Embora o tempo designado para o uso de amadores fosse de algumas poucas horas por ano, isso irritou muitos astrônomos profissionais, que também competiam pelo tempo no novíssimo telescópio e que dependiam disso para suas pesquisas. "Há tanto a ser feito pelos profissionais para permitir que qualquer amador receba nem que seja menos de um por cento do total de tempo do telescópio Hubble", ​conforme citação de um cientista no livro The Hubble Wars, de Eric Chaisson (astrônomo do STScI que dirigia o programa de amadores do HST).

Mesmo assim, o programa seguiu em frente – e,​ de acordo com um artigo da revista Sky and Telescope de 1997, aproximadamente 200 propostas foram recebidas para o primeiro ciclo de amadores em 1992.

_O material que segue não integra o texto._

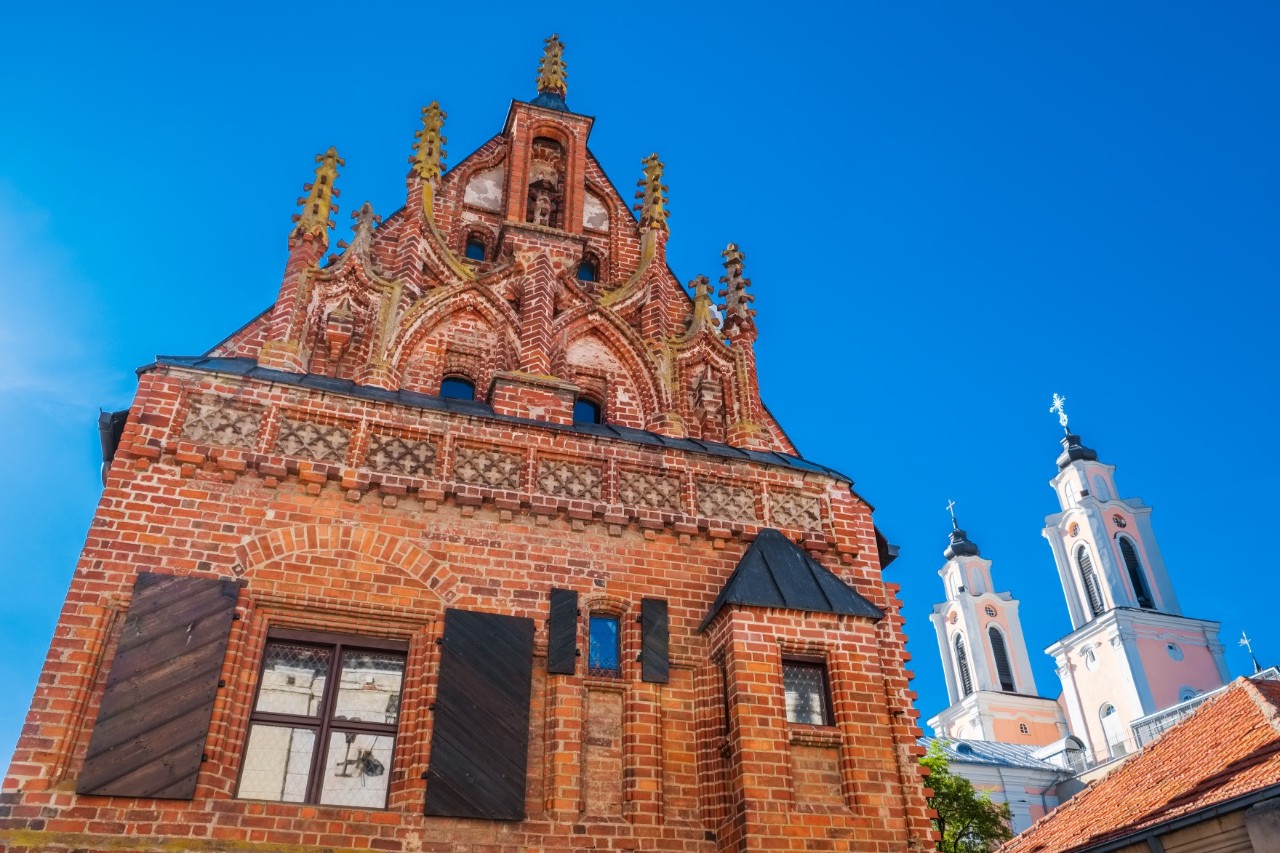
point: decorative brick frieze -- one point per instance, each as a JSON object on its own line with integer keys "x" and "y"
{"x": 215, "y": 420}
{"x": 397, "y": 455}
{"x": 487, "y": 468}
{"x": 309, "y": 439}
{"x": 725, "y": 501}
{"x": 560, "y": 478}
{"x": 795, "y": 510}
{"x": 650, "y": 491}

Jim Secosky era um professor de ensino médio ao norte do estado de Nova York na época. Ele cresceu durante a corrida espacial dos anos 1950 e 1960 e trabalhou em empregos temporários quando jovem para juntar dinheiro e comprar seu primeiro telescópio. "Eu queria tanto usar aquele telescópio grande", Secosky lembra. Ele submeteu sete propostas preliminares para uma porção do tempo estipulado de Giacconi.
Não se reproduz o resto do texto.